Wednesday 27 June 2012

Parting thoughts on Rio+20

I'm leaving Rio, leaving behind a great city and a conference that tends to evoke an uncertain range of grimaces from people when spoken of. The uninspiring outcome of Rio+20 provokes different reactions depending on expectations and personality. I myself never expected much from the actual document. I came to find out how the bottom-up approach makes use of international meetings and how the local relates to the global. I learned a few things:

  • Policy based side events are incredibly dense.
  • You never quite know who you'll meet around the corner or what they'll be talking about.
  • Human society is experiencing challenges in the urban environment that are daunting in complexity and scale:
    • In the next 40 years, we will spend as much on urban infrastructure as we have in the past 4000.
    • One billion people live in slums right now. By 2050 there will be 3 billion.
    • In 2009, we passed the halfway mark: more than 50% of people now live in cities, and it will be 70% by 2050. Factoring in population growth, the number of people in cities will double.
There's some good news: with all of the huge technological, planning and management challenges cities face, we actually have the capacity to handle it. The technology is there, the planning methods have succeeded in some cities already. We can do it. What remains is finding the political will and organisational capacity to get it done. If we can get ourselves sorted out, we can actually improve quality of life while making cities more environmentally sustainable and economically productive. The power of town planning to shape good, healthy lives is incredible.

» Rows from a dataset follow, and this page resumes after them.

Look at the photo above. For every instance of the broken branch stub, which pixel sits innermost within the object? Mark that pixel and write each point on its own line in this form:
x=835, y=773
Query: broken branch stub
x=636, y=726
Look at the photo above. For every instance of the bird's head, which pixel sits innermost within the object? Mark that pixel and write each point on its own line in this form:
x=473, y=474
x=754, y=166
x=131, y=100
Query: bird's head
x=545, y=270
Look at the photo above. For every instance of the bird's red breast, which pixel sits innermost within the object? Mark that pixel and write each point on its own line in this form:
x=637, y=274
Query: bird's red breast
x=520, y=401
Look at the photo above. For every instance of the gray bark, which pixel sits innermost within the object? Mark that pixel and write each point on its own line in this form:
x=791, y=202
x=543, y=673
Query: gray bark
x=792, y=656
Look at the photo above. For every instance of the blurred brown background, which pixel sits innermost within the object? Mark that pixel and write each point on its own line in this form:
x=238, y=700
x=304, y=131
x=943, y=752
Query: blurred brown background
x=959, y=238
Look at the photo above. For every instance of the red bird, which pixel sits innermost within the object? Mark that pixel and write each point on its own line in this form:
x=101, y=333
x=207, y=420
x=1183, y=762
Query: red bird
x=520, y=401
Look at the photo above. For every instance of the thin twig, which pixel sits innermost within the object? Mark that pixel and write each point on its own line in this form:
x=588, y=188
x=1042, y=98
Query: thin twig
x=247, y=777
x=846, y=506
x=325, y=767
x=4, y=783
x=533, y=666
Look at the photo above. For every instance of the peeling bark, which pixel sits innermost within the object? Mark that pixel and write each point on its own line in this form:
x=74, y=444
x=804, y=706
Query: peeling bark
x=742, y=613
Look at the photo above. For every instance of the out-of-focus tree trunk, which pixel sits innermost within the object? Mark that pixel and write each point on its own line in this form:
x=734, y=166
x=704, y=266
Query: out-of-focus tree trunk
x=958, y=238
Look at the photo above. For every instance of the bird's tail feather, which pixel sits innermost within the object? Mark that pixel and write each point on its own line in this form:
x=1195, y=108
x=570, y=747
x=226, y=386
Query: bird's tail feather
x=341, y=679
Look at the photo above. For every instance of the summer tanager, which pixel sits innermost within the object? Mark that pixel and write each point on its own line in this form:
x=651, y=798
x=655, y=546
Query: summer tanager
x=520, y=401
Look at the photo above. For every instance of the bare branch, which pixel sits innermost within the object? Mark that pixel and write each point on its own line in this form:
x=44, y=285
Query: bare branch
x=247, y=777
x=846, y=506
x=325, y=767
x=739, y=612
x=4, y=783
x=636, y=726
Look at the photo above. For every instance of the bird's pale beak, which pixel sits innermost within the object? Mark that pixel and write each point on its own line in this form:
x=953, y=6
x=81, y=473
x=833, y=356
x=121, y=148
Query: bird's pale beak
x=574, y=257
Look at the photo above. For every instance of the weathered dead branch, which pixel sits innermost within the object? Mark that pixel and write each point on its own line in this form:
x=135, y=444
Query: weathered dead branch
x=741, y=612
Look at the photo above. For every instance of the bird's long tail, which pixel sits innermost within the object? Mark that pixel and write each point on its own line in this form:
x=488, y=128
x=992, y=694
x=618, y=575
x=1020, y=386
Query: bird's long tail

As I begin to ponder the importance of strong, functioning local governments and their ability to implement sustainable planning and services, it seems entirely appropriate that I'm bound for a course called Sustainable Institutions. I look forward to examining the role that people and social networks play in shaping a sustainable institution or organisation, and considering how Yale's experiences can help me back at Australian National University and in future organisations.


I get the feeling that a lot of what can go wrong in an organisation comes from the role of human fallacy and unexpected social patterns. I'm still not sure whether the helpful response is to resist this or embrace and cooperate with it. Human enthusiasm and social empathy can be great forces for good, and I like to think this doesn't stop in a work setting, and that the right workplace can support these drivers for the kinds of phenomenal outcomes we need.